The reopening, closing and re-reopening of Britain's second-busiest airport due to repeated drone sightings has raised a host of questions for British officials. Those included how safe is it to fly with drones around and why can't the country's police, military and aviation experts catch those responsible since they have been investigating the drone invasions since Wednesday night.
Tens of thousands of travelers have been stranded or delayed due to the persistent drone crisis at Gatwick, located 30 miles (45 kilometers) south of London
London's Gatwick Airport says flights have resumed after a temporary shutdown due to a drone sighting.
The airport said in a statement Friday evening that "military measures" in place at Britain's second-busiest airport made it safe to resume flight operations.
It says takeoffs and landings had been suspended earlier Friday — for roughly 80 minutes — as a precautionary measure while an investigation was underway.
An airport spokeswoman said there had been "a confirmed sighting of a drone."
Drone sightings had also shut down the airport on Wednesday night and all day Thursday.
An airport spokeswoman says flights at London's Gatwick Airport have been suspended again because of a "suspected drone sighting."
The shutdown came roughly 11 hours after flights had resumed Friday morning at Britain's second-busiest airport.
British Police and transport officials had said that extra security measures had been put in place to prevent drones from intruding on the airport.
Flights at Gatwick, which serves over 43 million passengers a year, had been shut down all of Thursday and for several hours Wednesday evening due to drone sightings.
The shutdowns have caused chaos over the holiday period.
London's Gatwick Airport says the travelers should expect "knock-on delays and cancellations to flights" despite the reopening of the runway following about 36 hours of chaos caused by drones flying near the airfield.

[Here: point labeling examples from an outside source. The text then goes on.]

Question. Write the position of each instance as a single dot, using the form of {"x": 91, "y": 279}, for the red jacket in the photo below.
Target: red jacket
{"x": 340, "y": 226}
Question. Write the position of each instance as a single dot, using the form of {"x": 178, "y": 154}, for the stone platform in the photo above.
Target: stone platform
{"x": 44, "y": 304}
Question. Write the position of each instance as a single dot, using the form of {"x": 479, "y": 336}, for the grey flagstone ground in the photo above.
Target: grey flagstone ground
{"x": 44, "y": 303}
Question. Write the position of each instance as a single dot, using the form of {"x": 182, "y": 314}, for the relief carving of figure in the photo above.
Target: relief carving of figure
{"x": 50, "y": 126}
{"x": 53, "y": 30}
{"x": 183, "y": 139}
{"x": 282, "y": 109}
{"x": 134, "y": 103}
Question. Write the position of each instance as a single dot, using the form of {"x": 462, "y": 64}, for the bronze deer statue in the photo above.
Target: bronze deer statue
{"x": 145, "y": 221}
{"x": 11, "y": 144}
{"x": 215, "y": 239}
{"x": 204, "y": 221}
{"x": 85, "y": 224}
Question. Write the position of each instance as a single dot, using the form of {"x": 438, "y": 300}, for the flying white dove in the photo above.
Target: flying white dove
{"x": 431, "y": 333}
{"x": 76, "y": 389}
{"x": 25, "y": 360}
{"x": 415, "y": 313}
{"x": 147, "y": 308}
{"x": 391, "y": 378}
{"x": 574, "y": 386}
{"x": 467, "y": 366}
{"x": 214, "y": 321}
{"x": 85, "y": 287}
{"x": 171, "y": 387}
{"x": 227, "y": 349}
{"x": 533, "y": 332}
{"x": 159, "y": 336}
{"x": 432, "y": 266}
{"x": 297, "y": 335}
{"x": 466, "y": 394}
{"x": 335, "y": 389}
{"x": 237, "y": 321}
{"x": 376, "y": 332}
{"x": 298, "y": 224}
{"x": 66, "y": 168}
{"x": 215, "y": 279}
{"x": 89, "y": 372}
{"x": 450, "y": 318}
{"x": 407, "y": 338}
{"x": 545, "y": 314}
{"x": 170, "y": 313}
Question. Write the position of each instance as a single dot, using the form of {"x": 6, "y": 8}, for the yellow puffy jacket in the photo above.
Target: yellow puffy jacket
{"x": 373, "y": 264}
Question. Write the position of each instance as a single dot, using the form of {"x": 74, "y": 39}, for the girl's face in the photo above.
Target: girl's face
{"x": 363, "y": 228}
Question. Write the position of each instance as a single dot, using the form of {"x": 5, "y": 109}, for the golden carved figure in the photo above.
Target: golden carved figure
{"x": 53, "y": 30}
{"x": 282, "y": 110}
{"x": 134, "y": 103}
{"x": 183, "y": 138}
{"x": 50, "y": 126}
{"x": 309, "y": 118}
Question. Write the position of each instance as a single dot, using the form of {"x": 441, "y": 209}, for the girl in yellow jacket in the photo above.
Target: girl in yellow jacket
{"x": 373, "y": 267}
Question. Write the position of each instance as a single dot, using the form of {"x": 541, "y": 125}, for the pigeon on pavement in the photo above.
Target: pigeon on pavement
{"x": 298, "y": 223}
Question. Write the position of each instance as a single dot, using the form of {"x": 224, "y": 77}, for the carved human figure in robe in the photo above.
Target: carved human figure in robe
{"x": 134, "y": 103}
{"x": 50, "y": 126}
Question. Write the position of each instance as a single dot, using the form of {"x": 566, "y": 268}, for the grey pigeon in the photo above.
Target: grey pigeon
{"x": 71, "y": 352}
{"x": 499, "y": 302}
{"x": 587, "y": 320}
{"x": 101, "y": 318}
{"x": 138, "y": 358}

The airport has said in a new statement "If you are due to travel from Gatwick today, we strongly recommend that you check the status of your flight with your airline before departing for the airport.
The prospect of a deadly collision between what police described as industrial-grade drones and an airliner led authorities to stop all flights in and out of Gatwick, Britain's second-busiest airport by passenger numbers, on Thursday. The drones were first spotted Wednesday evening.
London's Gatwick Airport says flights are resuming after drones sparked the shutdown of the airfield for about 36 hours, leaving tens of thousands of passengers stranded during the busy holiday season.
The airport said in a statement Friday morning that "Gatwick's runway is currently available and a limited number of aircraft are scheduled for departure and arrival."
But the statement urged passengers to check flight status before going to the airport "as departures and arrivals will be subject to delays and cancellations."